Il Lanital ebbe un enorme successo. Il brevetto fu acquistato dalla Snia Viscosa, che offrì subito a Ferretti incarichi dirigenziali di rilievo. Nella stagione dell’autarchia che l’Italia stava vivendo, la fibra fu eletta a ideale alternativa alla lana naturale. La produzione crebbe vertiginosamente, fino a toccare, nel 1940, quota 14mila tonnellate. E ben presto il Lanital si diffuse in ogni parte del mondo, dalla Francia alla Gran Bretagna, dalla Germania al Canada, dal Giappone agli Stati Uniti. Nel dopoguerra, l’invenzione del gavardese continuerà a essere prodotta - con il nome di Merinova - fino al 1968, quando andrà in pensione, soppiantata dal prepotente emergere delle fibre sintetiche.

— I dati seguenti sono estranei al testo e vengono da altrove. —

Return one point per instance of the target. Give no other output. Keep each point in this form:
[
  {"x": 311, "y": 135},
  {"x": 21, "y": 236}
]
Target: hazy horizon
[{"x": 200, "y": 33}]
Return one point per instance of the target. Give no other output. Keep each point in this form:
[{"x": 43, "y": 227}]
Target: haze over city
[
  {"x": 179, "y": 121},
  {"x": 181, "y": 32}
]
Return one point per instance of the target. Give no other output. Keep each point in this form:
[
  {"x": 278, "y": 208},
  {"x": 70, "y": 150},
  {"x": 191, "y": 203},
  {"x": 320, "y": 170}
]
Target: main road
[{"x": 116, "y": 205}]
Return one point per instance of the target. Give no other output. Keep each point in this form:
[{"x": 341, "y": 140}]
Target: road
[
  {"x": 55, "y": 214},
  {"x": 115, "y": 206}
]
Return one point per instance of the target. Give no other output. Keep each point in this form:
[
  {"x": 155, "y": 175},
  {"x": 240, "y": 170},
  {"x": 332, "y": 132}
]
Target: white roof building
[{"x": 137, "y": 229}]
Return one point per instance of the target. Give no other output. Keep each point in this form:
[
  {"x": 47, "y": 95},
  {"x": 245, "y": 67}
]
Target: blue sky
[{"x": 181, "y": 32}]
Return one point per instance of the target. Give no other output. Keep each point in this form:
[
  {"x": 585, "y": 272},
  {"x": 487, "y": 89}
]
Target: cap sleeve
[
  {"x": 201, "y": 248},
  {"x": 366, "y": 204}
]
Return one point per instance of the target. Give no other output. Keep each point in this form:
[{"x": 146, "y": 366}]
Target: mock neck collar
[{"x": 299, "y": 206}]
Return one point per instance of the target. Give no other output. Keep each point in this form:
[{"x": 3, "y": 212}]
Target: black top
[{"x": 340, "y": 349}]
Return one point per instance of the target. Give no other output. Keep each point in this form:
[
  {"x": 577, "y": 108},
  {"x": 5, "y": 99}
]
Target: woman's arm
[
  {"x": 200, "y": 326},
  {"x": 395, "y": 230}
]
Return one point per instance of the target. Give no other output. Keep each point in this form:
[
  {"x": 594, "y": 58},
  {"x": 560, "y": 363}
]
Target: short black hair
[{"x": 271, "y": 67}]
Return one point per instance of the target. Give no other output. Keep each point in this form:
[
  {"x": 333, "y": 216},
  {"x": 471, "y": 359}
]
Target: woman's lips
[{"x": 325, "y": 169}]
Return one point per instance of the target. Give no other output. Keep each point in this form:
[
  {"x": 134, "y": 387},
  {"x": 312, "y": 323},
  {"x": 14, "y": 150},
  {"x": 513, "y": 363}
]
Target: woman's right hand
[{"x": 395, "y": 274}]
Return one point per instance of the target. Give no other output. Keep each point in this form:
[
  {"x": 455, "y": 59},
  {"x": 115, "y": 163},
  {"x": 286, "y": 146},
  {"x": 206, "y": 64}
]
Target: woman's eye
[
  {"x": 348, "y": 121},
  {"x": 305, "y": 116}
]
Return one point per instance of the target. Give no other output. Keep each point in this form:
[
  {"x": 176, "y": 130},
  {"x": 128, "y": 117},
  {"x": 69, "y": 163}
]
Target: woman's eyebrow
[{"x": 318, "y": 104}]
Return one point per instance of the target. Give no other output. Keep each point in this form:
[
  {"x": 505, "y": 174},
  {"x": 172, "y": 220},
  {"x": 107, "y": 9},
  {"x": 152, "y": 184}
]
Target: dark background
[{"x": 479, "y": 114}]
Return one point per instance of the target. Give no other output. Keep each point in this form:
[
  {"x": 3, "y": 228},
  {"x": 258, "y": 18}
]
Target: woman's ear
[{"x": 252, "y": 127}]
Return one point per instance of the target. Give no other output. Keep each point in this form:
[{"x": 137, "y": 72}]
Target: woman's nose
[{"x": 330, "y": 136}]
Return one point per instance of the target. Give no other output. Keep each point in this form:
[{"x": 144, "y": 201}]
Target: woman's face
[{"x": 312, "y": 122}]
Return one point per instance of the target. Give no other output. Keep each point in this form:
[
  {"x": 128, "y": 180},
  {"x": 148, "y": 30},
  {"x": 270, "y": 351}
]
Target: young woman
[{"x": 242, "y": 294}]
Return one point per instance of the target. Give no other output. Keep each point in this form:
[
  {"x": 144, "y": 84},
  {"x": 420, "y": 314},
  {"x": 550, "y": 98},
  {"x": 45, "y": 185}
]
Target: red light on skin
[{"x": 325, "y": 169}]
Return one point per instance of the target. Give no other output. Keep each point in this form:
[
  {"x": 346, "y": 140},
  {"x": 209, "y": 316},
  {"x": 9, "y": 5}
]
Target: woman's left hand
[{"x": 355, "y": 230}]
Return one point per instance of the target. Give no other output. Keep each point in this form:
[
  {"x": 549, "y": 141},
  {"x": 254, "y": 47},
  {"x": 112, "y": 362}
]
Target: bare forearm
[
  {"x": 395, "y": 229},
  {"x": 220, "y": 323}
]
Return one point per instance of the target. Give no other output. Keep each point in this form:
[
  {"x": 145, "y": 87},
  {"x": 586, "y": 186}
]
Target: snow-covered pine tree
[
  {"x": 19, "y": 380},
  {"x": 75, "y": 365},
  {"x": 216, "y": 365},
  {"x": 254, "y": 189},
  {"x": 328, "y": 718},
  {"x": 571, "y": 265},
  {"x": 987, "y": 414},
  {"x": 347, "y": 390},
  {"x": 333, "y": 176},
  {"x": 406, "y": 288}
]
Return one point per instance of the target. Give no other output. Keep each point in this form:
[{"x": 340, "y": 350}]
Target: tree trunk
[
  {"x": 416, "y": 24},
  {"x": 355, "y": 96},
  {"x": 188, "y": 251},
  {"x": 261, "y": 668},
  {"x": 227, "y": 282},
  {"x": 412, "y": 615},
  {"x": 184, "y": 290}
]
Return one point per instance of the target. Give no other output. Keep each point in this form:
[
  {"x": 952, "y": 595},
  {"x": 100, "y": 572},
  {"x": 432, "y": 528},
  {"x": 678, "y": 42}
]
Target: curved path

Un pensionamento che si è rivelato però solo provvisorio. A richiamare il Lanital in servizio ci ha pensato Anke Domaske, stilista e microbiologa tedesca, che qualche tempo fa ha ripreso in mano l’idea di Antonio Ferretti e, aggiornandola alla luce delle moderne tecnologie, ha depositato un nuovo brevetto. La fibra - che è stata battezzata Qmilk - presenta caratteristiche marcatamente ecologiche, in quanto prevede il reimpiego di latte di scarto, mentre il ciclo produttivo contempla un ridotto consumo di acqua e un basso livello di sostanze chimiche nocive. Di recente, la «fibra di latte» ha cominciato a essere utilizzata anche in Italia, in particolare da laboratori artigianali e da atelier di moda.